Nonetheless, the decision rests with the bride and groom, and children are not obligated to listen to their parents on this important subject (R’ma, Y.D. 240:25). But from the fact that children are not obligated to obey their parents, this does not mean that parents should not get involved at all. On the contrary, it is a mitzvah for them to instruct their children and advise them. And children are obligated to listen seriously to their parents advice, both from the mitzvah of kibud av v’em (honoring parents), and out of common sense which necessitates listening to people who have experience, know them from the day they were born, and wish to help.
In most cases, after the expected initial unpleasantness, young people are happy to share their deliberations with their parents, and are very grateful for their participation in the consultation and guidance.
According to Sephardic Custom, Can Children Light Candles with a Bracha?
Q: The Sephardic minhag (custom) is that only the head of the household lights the Chanukah candles, but occasionally children are also eager to light a menorah. According to the Sephardic minhag, can they light candles? And are they allowed to recite a bracha (blessing) over the lighting?
A: Children are permitted to light their own candles, provided they light them in another place, so that it is evident how many candles are lit each day. As far as the blessing is concerned, the prevalent custom according to later day Sephardic poskim (Jewish law arbiters), children should not recite a blessing when lighting, because they fulfill the mitzvah through their father’s lighting. However, our teacher and guide, the Rishon L’Tzion, Rabbi Mordechai Eliyahu ztz”l instructed that children up to the age of Bar Mitzvah were permitted to light candles with a blessing, and it is not considered a bracha she’ayna tzericha (an unwarranted blessing) because this is how they are educated in the mitzvah. And in the opinion of Rabbi Shalom Mesas ztz”l, boys over the age of Bar Mitzvah can have the kavana (intention) not to fulfill his obligation in the mitzvah through his father’s lighting, and light with a bracha (Yalkut Shemesh, O.C. 192).
Should One Wait for a Delayed Spouse?
Q: What should one do when either a husband or wife cannot return home from work before tzeit ha’chochavim (nightfall)? Is it better for whoever is at home to light candles at nightfall (17:00), or to wait for the other spouse to come home?

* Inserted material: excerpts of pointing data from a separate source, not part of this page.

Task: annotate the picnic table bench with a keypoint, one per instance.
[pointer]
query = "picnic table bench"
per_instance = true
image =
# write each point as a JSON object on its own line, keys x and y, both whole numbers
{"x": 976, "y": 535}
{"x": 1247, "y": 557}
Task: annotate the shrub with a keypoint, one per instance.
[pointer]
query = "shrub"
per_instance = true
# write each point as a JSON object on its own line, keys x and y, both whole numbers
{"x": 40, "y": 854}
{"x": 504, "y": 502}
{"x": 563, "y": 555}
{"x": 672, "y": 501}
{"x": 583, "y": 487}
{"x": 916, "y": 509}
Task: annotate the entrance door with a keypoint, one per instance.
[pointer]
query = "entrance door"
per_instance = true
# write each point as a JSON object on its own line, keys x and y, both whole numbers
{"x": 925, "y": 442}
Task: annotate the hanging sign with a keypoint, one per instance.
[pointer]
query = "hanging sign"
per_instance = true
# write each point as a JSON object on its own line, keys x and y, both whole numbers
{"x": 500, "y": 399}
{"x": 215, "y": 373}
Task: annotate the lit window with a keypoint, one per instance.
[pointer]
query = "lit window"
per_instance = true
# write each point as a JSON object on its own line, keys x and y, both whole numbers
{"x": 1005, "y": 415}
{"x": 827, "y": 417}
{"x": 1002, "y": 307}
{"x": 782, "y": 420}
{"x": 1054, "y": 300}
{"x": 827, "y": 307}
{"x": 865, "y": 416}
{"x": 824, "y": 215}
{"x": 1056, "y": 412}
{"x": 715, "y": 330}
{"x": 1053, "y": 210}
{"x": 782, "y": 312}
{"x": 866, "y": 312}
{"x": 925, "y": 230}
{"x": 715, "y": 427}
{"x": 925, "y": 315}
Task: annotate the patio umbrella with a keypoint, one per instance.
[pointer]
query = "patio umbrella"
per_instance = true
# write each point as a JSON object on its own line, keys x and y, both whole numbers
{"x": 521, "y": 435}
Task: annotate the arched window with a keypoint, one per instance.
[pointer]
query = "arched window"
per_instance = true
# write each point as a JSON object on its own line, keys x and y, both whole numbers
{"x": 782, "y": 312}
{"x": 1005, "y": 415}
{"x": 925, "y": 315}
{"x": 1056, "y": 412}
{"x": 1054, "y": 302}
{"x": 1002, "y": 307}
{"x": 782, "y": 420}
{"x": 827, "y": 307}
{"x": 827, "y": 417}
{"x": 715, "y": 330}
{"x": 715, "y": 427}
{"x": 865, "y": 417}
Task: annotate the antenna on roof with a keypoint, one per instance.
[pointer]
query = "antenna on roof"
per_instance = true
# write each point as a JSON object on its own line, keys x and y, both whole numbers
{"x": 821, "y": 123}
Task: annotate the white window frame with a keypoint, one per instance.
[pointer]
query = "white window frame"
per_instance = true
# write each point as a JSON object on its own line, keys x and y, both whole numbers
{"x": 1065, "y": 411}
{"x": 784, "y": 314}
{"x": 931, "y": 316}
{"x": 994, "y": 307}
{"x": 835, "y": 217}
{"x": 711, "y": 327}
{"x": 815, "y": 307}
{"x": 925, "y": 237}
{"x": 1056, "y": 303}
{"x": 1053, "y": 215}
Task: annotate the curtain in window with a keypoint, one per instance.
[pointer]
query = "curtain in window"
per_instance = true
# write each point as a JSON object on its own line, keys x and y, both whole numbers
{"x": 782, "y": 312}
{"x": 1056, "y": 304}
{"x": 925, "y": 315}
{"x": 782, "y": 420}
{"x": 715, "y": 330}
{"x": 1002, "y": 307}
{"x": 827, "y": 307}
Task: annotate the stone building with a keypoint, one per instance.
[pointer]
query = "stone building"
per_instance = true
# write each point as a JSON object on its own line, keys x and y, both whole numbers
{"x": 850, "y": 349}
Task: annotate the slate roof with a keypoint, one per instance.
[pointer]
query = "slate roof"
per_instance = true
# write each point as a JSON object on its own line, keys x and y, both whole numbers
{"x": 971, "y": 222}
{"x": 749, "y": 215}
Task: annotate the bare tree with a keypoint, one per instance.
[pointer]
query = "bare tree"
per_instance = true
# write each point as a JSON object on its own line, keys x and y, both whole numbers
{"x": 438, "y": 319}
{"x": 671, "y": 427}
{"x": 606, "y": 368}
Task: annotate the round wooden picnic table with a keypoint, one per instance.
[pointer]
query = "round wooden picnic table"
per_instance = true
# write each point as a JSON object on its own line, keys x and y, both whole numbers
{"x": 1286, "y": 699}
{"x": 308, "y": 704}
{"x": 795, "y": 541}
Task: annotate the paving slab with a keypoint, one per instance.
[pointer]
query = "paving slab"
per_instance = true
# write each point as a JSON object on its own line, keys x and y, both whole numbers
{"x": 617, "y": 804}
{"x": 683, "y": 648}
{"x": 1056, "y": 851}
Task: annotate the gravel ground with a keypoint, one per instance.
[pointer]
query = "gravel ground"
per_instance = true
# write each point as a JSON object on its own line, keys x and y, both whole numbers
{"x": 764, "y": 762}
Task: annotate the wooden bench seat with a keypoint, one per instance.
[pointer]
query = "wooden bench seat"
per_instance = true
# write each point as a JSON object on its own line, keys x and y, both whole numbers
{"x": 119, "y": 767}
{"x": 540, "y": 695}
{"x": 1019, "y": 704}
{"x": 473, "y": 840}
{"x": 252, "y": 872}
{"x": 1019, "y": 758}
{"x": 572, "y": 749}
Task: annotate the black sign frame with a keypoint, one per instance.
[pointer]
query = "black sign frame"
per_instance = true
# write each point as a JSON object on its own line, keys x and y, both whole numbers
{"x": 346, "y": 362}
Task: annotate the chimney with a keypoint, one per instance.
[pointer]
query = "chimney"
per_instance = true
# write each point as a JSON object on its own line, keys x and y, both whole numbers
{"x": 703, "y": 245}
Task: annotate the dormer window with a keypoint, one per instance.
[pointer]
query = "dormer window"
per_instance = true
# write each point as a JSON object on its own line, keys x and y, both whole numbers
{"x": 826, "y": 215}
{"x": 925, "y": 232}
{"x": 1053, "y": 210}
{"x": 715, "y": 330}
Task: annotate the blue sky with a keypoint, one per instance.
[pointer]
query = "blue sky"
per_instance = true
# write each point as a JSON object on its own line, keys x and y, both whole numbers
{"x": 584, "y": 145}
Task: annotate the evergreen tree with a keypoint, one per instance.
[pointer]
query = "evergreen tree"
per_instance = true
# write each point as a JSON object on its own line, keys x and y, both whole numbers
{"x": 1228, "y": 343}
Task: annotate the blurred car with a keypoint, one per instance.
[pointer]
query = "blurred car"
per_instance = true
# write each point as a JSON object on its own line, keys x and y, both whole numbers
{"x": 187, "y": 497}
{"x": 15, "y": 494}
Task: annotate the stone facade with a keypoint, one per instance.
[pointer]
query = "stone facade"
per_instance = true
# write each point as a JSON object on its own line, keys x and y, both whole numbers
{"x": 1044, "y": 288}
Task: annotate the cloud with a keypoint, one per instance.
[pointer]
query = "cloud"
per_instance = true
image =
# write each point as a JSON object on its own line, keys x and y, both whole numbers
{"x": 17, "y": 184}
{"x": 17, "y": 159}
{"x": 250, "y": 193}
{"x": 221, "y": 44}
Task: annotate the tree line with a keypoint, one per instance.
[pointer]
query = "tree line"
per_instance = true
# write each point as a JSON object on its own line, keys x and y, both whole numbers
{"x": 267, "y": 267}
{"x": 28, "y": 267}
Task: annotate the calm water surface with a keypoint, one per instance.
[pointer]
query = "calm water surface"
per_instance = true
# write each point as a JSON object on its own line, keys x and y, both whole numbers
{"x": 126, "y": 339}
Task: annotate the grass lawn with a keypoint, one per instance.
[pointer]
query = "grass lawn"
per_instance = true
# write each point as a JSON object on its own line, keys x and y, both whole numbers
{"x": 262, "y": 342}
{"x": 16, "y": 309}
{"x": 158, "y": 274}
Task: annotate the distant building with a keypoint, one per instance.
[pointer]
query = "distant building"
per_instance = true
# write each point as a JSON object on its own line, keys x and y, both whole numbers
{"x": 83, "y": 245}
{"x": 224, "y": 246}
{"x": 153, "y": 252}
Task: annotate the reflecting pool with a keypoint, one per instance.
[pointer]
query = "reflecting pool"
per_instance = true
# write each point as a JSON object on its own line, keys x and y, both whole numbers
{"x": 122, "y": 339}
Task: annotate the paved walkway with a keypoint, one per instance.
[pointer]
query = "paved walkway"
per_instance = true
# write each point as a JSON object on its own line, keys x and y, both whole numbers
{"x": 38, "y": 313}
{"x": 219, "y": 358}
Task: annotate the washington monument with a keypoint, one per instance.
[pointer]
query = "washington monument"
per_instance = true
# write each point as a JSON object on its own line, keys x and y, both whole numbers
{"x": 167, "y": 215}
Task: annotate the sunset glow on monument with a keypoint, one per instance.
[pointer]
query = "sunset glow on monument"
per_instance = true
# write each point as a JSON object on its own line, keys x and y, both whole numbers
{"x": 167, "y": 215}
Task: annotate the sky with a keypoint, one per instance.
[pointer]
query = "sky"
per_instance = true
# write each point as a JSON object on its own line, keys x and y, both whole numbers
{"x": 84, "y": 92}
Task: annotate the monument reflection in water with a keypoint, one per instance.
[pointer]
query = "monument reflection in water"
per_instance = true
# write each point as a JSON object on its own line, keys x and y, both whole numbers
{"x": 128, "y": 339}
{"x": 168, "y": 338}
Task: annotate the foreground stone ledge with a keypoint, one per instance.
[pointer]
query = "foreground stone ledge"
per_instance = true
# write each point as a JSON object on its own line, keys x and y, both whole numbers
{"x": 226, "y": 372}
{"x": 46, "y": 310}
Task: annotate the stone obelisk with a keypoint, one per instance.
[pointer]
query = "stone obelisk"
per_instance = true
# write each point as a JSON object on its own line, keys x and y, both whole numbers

A: Seemingly, according to the strict halakha, it is better for whoever is at home to light candles at nightfall, and thus fulfill the other spouse’s duty. In practice, however, for various reasons, in most cases it is best to wait until the other spouse comes home, provided they light before nine in the evening (21:00), and refrain from achilat keva (eating a meal) beforehand. Only in a case where a spouse has a place to hear the lighting of the candles, and the delay is a one-time occurrence, is it preferable for the spouse at home to light the candles on time (Peninei Halakha: Z’manim 13:7).
This article appears in the ‘Besheva’ newspaper, and was translated from Hebrew.